For a detailed discussion of how Cy5-UTP extends foundational research in neuronal RNA trafficking, see Illuminating RNA Dynamics: Cy5-UTP as a Strategic Catalyst—this article further clarifies Cy5-UTP’s role in translational models and phase separation mechanisms, expanding practical guidance beyond prior reviews.

Common Pitfalls or Misconceptions

• Cy5-UTP is not compatible with in vivo RNA labeling due to poor cell permeability and potential cytotoxicity.
• It is not suitable for direct incorporation by all RNA polymerases; efficiency is validated mainly for T7, SP6, and T3 polymerases.
• Prolonged storage in aqueous solution can lead to hydrolysis and decreased fluorescence intensity; strict storage at -70°C is required.
• Cy5-UTP-labeled RNA may not be suitable for downstream enzymatic reactions requiring natural UTP for proper structure or recognition.
• High ratios of Cy5-UTP to natural UTP may inhibit polymerase activity; optimal ratios must be empirically determined.

Workflow Integration & Parameters

Cy5-UTP (B8333, APExBIO) is supplied as a triethylammonium salt, readily soluble in water. For in vitro transcription, recommended protocols use a final Cy5-UTP:UTP ratio of 1:2 to 1:4, optimizing both labeling density and transcript yield. Standard reaction conditions: 37°C, 1–2 hours, in T7 RNA polymerase buffer pH 7.5–8.0.

Following transcription, Cy5-labeled RNA probes can be purified by standard phenol-chloroform extraction or spin column methods. The Cy5 fluorophore enables direct detection on agarose or polyacrylamide gels with a UV transilluminator set to 650 nm excitation.

For FISH, hybridization protocols are compatible with standard formamide-based buffers. Cy5-UTP-labeled probes are stable under denaturing and hybridization conditions, provided light exposure is minimized. Shipping with dry ice and long-term storage at -70°C is required to maintain fluorescence.
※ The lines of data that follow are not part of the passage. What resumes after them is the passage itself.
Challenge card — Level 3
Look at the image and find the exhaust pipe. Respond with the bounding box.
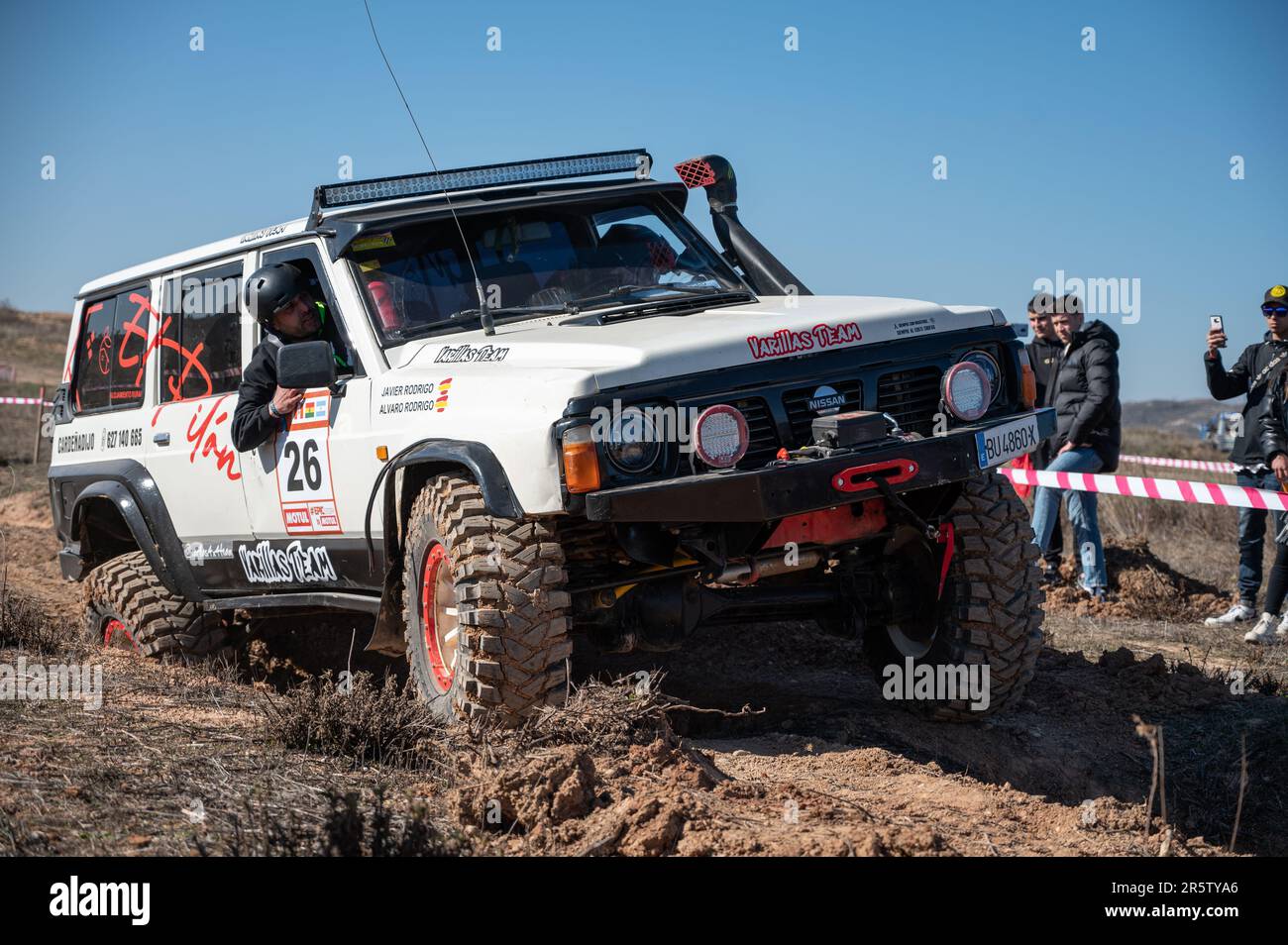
[675,155,814,295]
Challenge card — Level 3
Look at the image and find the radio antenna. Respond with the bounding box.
[362,0,496,335]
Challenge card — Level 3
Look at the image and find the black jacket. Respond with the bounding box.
[1024,338,1064,469]
[1203,332,1288,467]
[233,332,283,454]
[1024,338,1064,403]
[1046,321,1124,472]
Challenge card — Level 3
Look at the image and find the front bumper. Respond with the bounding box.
[587,408,1056,524]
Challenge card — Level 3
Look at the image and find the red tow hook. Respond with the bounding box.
[935,521,953,600]
[832,460,917,491]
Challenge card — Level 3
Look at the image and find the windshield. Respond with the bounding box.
[348,197,748,347]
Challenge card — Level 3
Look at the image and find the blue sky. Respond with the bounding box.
[0,0,1288,399]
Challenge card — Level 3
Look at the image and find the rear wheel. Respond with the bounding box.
[403,476,572,726]
[863,473,1046,721]
[84,551,228,661]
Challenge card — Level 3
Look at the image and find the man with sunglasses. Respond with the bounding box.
[1203,286,1288,627]
[1025,292,1064,584]
[232,262,349,454]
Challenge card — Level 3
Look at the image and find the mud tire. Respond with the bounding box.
[403,475,572,727]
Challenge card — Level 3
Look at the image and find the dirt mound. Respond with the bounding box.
[448,676,726,856]
[1046,541,1228,623]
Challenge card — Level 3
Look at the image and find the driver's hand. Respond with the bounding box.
[273,387,304,417]
[1270,454,1288,484]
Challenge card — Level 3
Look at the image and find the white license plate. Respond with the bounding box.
[975,417,1042,469]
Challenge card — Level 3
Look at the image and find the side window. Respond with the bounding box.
[160,262,242,403]
[76,286,152,413]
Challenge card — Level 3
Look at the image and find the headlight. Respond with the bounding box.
[693,403,751,469]
[962,352,1002,403]
[604,407,662,475]
[941,361,993,421]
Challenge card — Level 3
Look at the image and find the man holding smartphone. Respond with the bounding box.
[1203,286,1288,627]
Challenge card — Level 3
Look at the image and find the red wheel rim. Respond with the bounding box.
[103,618,138,650]
[420,543,459,692]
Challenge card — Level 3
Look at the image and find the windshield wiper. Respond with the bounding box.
[559,291,756,325]
[570,282,751,310]
[389,302,568,339]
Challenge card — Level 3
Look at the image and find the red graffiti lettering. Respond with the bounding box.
[186,393,241,482]
[116,292,156,375]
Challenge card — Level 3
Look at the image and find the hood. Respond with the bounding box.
[389,295,1006,390]
[1073,318,1118,352]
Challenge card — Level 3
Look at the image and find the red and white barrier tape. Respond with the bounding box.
[1000,468,1288,512]
[1118,454,1237,472]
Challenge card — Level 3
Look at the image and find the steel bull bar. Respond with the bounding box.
[587,408,1056,524]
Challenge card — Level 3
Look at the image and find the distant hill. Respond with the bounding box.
[0,302,72,394]
[1124,398,1243,435]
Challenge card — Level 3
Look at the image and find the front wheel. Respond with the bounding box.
[84,551,229,661]
[863,472,1046,721]
[403,475,572,726]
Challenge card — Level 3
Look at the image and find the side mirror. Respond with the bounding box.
[277,341,335,389]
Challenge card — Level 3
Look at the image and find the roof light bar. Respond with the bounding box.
[316,148,653,207]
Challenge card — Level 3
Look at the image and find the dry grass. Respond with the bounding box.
[262,671,443,770]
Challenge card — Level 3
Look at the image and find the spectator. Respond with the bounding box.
[1203,286,1288,627]
[1025,292,1064,584]
[1033,295,1122,602]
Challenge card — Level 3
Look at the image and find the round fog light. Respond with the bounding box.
[693,403,751,469]
[943,361,993,421]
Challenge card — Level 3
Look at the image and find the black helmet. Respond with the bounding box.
[246,262,306,328]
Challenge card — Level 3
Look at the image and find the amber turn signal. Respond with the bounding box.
[563,426,599,493]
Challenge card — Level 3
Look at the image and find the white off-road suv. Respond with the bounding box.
[49,151,1055,723]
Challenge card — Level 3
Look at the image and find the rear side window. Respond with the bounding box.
[161,262,242,403]
[76,286,152,413]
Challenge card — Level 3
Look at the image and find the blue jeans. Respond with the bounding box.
[1235,472,1288,607]
[1033,447,1109,591]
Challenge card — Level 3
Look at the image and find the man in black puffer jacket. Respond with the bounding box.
[1033,295,1122,601]
[1203,286,1288,627]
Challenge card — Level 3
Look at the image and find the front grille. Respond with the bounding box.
[873,367,943,437]
[783,379,863,450]
[728,396,782,469]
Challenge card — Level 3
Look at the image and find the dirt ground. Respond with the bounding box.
[0,461,1288,856]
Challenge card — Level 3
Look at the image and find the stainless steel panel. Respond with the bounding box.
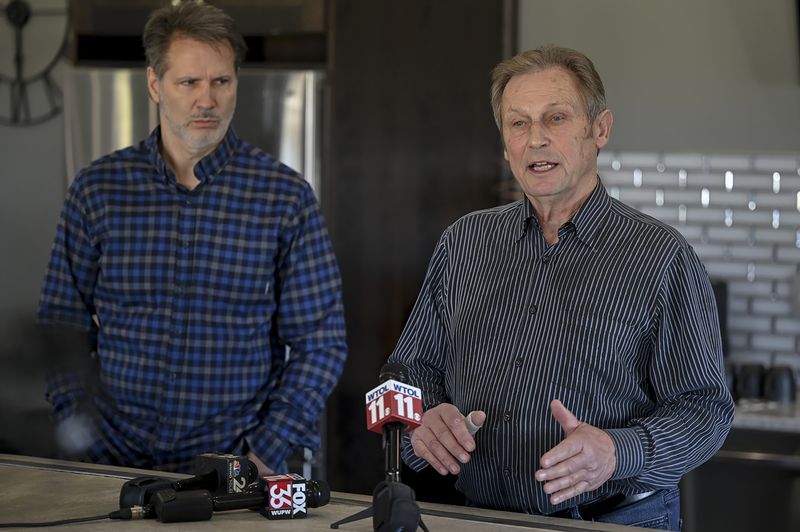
[64,67,324,196]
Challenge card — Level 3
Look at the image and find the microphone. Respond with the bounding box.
[173,453,258,495]
[331,363,428,532]
[148,474,331,523]
[366,363,422,482]
[119,453,258,508]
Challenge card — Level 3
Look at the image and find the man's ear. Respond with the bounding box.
[592,109,614,150]
[147,67,161,105]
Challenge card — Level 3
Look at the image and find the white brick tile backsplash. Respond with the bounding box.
[642,170,679,189]
[750,334,795,353]
[619,188,656,205]
[728,281,774,297]
[708,190,750,208]
[598,152,800,366]
[778,246,800,265]
[686,172,725,191]
[663,153,706,170]
[637,206,680,220]
[685,207,728,225]
[704,260,747,279]
[728,332,750,351]
[600,170,633,188]
[753,155,800,172]
[707,225,750,242]
[775,317,800,335]
[728,244,772,261]
[770,176,800,192]
[771,280,792,298]
[733,173,772,192]
[780,209,800,225]
[728,296,750,314]
[750,299,792,316]
[619,152,661,168]
[745,191,797,210]
[676,225,706,242]
[753,229,797,247]
[706,155,752,171]
[692,244,728,261]
[664,190,700,206]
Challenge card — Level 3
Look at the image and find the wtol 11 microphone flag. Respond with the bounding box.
[365,364,422,433]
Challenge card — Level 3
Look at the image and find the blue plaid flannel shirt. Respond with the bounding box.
[39,128,347,471]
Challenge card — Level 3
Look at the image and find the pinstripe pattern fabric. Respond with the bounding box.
[390,180,733,514]
[39,129,346,470]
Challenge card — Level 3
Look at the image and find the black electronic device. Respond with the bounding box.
[331,363,428,532]
[140,475,331,523]
[119,453,258,508]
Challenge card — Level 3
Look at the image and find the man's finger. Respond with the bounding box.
[550,399,581,435]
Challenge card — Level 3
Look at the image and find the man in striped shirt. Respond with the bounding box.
[39,0,346,472]
[390,46,733,530]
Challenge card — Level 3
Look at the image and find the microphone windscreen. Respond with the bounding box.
[306,479,331,508]
[378,362,408,383]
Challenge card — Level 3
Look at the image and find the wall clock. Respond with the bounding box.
[0,0,69,126]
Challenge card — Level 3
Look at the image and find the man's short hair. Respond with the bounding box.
[142,0,247,79]
[490,44,606,133]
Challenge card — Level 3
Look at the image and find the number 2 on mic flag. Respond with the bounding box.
[366,380,422,432]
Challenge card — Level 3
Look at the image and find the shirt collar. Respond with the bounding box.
[514,176,611,245]
[145,126,239,183]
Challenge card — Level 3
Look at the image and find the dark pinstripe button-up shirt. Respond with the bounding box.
[390,183,733,513]
[39,129,346,470]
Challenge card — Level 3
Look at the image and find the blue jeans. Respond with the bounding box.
[569,487,681,531]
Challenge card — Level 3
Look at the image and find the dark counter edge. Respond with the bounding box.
[0,454,620,532]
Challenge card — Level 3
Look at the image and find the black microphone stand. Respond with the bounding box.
[331,422,429,532]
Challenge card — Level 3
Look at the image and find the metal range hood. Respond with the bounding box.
[69,0,328,65]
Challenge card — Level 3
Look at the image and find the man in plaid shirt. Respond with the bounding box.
[39,0,347,472]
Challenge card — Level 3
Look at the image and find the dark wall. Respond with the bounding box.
[323,0,505,499]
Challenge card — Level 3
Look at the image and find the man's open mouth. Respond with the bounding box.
[528,161,558,172]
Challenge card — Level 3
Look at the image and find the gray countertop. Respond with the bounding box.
[0,454,644,532]
[733,399,800,433]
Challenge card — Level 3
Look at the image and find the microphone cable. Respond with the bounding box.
[0,508,143,528]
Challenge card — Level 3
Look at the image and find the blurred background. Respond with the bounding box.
[0,0,800,532]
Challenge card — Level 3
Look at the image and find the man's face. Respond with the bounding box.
[501,67,612,206]
[147,37,237,156]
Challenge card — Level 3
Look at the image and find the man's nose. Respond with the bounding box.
[197,83,217,109]
[528,120,550,148]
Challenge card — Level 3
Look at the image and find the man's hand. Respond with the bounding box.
[411,403,486,475]
[536,399,617,504]
[247,451,275,476]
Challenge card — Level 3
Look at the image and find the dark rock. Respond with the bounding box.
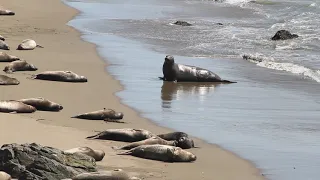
[271,30,299,41]
[0,143,97,180]
[173,21,192,26]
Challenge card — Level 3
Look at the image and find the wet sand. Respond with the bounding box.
[0,0,262,180]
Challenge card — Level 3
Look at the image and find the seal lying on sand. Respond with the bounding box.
[68,169,140,180]
[0,100,37,113]
[64,147,105,161]
[17,39,43,50]
[17,97,63,111]
[3,60,38,73]
[160,55,235,83]
[87,128,155,142]
[0,52,20,62]
[112,136,177,150]
[0,40,10,50]
[0,75,20,85]
[118,144,197,162]
[31,71,88,82]
[71,108,123,122]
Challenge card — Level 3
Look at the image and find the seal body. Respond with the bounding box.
[3,60,38,73]
[17,39,43,50]
[0,100,36,113]
[0,40,10,50]
[32,71,88,82]
[64,147,105,161]
[72,108,123,121]
[87,128,155,142]
[162,55,234,83]
[0,75,20,85]
[17,97,63,111]
[118,144,197,162]
[0,52,20,62]
[113,136,177,150]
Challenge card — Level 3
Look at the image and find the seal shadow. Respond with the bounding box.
[161,81,224,108]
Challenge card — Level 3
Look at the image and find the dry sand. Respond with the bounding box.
[0,0,263,180]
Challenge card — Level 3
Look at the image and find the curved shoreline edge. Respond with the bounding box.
[0,0,263,180]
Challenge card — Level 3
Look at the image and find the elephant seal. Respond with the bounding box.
[17,97,63,111]
[0,52,20,62]
[118,144,197,162]
[0,40,10,50]
[159,55,236,83]
[158,131,195,149]
[72,169,141,180]
[87,128,155,142]
[71,108,123,122]
[0,171,11,180]
[3,60,38,73]
[31,71,88,82]
[0,74,20,85]
[112,136,177,150]
[64,147,105,161]
[0,100,37,113]
[17,39,43,50]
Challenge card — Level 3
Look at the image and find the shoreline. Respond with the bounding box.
[0,0,262,180]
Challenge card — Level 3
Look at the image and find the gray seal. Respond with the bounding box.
[0,100,37,113]
[118,144,197,162]
[160,55,235,83]
[63,147,105,161]
[17,97,63,111]
[3,60,38,73]
[0,75,20,85]
[87,128,155,142]
[31,71,88,82]
[0,40,10,50]
[0,52,20,62]
[112,136,177,150]
[71,108,123,122]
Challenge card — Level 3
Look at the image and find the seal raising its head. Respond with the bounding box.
[160,55,235,83]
For further workflow strategies and competitive benchmarking, see Cy5-UTP: Advanced Fluorescent UTP for RNA Labeling and In Situ Hybridization, which benchmarks labeling efficiency against alternative fluorophores and details troubleshooting tips not covered in this review.

Conclusion & Outlook

Cy5-UTP (Cyanine 5-UTP), as supplied by APExBIO, enables precise, high-sensitivity fluorescent labeling of RNA for molecular biology research. Its chemical architecture ensures efficient polymerase incorporation, preserved fluorescence, and broad compatibility with FISH, expression arrays, and RNA–protein interaction studies. Recent peer-reviewed studies validate its performance in advanced applications such as phase separation and condensate modulation (Jiang et al., 2024). To integrate Cy5-UTP into your experimental pipeline, refer to the product specifications and protocols provided at the Cy5-UTP product page.